Mehr als eine Nummer

mehr als eine nummer
Jürgen Knörr „ist drin“ im Netz, Bufdi Leo Frank freut‘s. Steffi Lenk vom Vertriebs-Team des Vereins hat die ersten Smartphones organisiert.

30 Jahre war Jürgen Knörr in Indien. Jetzt ist er zurück in Nürnberg, noch wohnungslos – aber bald nicht mehr ohne Anschluss. Denn der Verein Straßenkreuzer trägt mit seiner Initiative „Mehr als eine Nummer“ dazu bei, dass der Zugang zu Internet und Kommunikation für arme und dazu oft technikferne Menschen schwellenfrei wird – mit gespendeten Smartphones, einem Starterset und ein wenig Geduld.
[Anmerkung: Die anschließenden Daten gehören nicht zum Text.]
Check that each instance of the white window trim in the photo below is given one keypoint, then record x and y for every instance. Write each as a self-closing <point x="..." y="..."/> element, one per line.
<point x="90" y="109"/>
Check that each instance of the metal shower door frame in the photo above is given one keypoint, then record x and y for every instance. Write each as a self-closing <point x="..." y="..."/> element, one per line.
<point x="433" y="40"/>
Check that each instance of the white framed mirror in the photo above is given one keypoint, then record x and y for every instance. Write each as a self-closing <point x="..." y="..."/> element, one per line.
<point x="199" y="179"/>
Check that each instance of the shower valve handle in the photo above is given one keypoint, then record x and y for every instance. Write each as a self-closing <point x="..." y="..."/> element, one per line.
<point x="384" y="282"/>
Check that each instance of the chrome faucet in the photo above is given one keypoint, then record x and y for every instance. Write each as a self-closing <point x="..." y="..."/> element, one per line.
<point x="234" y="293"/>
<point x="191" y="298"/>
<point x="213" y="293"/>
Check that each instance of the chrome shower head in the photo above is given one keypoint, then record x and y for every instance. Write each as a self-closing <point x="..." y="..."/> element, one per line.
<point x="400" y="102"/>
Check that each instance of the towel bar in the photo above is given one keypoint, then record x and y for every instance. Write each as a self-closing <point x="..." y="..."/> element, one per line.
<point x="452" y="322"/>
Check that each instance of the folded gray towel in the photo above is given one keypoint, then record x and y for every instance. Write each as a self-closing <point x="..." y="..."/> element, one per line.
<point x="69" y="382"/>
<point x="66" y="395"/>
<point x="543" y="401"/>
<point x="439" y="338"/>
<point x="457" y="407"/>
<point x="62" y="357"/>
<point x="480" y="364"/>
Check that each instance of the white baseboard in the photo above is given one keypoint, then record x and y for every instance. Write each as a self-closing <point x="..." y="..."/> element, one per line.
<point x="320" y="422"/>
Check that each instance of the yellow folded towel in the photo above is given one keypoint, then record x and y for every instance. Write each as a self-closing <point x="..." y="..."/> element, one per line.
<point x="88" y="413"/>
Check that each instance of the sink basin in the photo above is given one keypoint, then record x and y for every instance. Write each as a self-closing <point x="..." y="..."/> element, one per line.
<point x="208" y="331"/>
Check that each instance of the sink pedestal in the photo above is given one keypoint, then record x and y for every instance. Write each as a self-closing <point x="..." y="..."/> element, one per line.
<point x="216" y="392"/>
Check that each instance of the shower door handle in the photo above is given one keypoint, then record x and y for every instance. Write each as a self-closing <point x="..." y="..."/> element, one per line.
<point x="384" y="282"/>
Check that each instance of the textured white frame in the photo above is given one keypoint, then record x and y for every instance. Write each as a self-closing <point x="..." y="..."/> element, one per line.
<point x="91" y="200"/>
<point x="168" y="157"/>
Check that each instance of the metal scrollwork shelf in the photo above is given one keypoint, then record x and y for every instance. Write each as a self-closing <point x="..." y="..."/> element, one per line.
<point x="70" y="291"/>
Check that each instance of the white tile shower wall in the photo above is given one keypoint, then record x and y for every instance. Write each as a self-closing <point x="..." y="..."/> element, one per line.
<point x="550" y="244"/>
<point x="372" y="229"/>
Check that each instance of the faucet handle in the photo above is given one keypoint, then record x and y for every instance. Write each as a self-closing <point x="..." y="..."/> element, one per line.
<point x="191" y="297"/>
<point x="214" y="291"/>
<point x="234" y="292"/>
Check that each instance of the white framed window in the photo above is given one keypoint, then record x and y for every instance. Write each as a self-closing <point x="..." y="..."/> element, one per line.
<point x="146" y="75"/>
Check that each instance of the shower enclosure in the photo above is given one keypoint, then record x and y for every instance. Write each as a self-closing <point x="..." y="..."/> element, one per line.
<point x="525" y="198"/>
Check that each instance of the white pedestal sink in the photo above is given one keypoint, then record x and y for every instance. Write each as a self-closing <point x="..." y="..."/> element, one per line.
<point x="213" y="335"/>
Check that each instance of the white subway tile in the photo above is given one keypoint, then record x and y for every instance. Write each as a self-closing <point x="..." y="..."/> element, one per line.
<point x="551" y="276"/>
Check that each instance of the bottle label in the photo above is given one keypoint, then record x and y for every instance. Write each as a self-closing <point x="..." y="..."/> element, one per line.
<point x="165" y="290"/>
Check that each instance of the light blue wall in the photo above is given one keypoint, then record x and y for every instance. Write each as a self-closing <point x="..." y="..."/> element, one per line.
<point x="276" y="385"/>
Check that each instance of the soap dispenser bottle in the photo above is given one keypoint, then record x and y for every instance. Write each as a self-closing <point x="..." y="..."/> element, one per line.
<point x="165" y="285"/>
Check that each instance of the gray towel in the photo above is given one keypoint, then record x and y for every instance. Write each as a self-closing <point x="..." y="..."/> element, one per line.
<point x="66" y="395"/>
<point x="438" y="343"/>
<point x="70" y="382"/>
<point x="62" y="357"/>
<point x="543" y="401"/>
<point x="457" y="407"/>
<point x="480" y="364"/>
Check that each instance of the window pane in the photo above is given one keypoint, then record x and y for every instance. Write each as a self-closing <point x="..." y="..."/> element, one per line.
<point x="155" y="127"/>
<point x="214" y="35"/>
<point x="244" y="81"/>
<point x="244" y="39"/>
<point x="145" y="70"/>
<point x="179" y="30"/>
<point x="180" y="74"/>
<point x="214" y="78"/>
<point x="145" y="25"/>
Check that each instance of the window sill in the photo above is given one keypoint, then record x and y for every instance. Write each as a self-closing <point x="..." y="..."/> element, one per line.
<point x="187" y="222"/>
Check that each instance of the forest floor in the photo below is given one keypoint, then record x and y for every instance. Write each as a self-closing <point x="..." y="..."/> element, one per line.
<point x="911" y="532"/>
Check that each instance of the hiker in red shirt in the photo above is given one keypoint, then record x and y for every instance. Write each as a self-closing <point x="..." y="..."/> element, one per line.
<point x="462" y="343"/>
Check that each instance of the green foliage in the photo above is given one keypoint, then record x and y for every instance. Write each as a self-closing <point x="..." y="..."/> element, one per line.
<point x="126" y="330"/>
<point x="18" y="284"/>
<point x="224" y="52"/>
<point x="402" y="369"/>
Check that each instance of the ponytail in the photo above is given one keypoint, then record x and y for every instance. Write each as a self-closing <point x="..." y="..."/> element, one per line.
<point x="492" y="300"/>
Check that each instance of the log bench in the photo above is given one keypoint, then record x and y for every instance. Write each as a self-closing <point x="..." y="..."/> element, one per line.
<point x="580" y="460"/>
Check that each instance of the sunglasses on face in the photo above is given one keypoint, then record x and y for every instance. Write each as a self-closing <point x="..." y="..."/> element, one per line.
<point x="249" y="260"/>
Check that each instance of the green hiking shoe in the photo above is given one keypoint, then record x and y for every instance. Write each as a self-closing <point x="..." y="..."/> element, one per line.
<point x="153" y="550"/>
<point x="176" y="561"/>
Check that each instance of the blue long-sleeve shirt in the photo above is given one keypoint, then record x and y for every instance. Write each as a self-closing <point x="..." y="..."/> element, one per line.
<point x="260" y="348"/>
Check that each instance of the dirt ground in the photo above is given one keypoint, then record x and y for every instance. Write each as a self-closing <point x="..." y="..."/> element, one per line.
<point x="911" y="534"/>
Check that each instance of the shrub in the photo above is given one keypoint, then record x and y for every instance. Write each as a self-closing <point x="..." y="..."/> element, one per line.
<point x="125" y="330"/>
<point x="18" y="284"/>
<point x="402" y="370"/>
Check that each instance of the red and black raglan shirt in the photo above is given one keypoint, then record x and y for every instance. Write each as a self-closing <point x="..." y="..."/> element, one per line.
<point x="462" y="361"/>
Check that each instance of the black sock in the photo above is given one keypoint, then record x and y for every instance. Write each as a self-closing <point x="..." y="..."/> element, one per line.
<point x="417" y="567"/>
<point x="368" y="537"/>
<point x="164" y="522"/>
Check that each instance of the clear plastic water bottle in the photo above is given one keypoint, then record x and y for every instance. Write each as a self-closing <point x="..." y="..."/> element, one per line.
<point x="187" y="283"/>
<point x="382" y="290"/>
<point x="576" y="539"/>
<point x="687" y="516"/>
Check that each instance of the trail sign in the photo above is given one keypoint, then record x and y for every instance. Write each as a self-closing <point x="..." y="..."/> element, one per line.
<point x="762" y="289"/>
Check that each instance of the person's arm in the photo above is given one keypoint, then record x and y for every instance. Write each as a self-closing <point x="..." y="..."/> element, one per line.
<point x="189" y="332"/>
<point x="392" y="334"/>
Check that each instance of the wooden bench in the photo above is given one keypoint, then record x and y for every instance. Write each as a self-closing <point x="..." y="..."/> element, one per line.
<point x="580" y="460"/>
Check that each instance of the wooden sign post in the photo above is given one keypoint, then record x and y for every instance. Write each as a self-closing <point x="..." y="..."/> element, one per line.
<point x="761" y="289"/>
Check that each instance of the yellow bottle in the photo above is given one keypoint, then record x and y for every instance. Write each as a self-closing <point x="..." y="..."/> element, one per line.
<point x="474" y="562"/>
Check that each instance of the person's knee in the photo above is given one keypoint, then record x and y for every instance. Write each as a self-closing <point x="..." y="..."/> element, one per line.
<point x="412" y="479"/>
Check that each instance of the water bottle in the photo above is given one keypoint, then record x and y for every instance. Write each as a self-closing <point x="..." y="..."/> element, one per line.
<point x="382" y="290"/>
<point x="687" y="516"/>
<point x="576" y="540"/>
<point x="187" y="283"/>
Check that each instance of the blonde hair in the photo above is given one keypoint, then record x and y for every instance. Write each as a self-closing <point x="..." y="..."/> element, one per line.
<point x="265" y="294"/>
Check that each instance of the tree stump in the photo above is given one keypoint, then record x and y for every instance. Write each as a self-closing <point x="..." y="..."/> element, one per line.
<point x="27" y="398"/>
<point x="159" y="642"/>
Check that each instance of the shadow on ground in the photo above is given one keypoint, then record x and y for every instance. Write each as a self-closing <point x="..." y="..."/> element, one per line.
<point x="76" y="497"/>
Die Geduld braucht vor allem Leo Frank, unser Bundesfreiwilligendienstleistender, kurz Bufdi. Leo sitzt an diesem Vormittag mit Jürgen an einem großen Tisch und sichtet Smartphones. Drei Stück sind schon da, alle gespendet vom Team der Firma Genesis Umwelt Consult aus Schwabach. Wie so oft starten Projekte dank unkomplizierter Netzwerke. In diesem Fall über Steffi Lenk. Steffi arbeitet beim Mittelständler Genesis und seit ungefähr fünf Jahren in ihrer Freizeit ehrenamtlich im Vertriebs-Team des Straßenkreuzers. Ihre Kolleginnen und Kollegen bei Genesis tauschen, wie viele Zeitgenossen, ab und an ihr Smartphone gegen ein neueres. Ein paar ältere, funktionstüchtige Geräte hat Steffi als Spende mitgebracht.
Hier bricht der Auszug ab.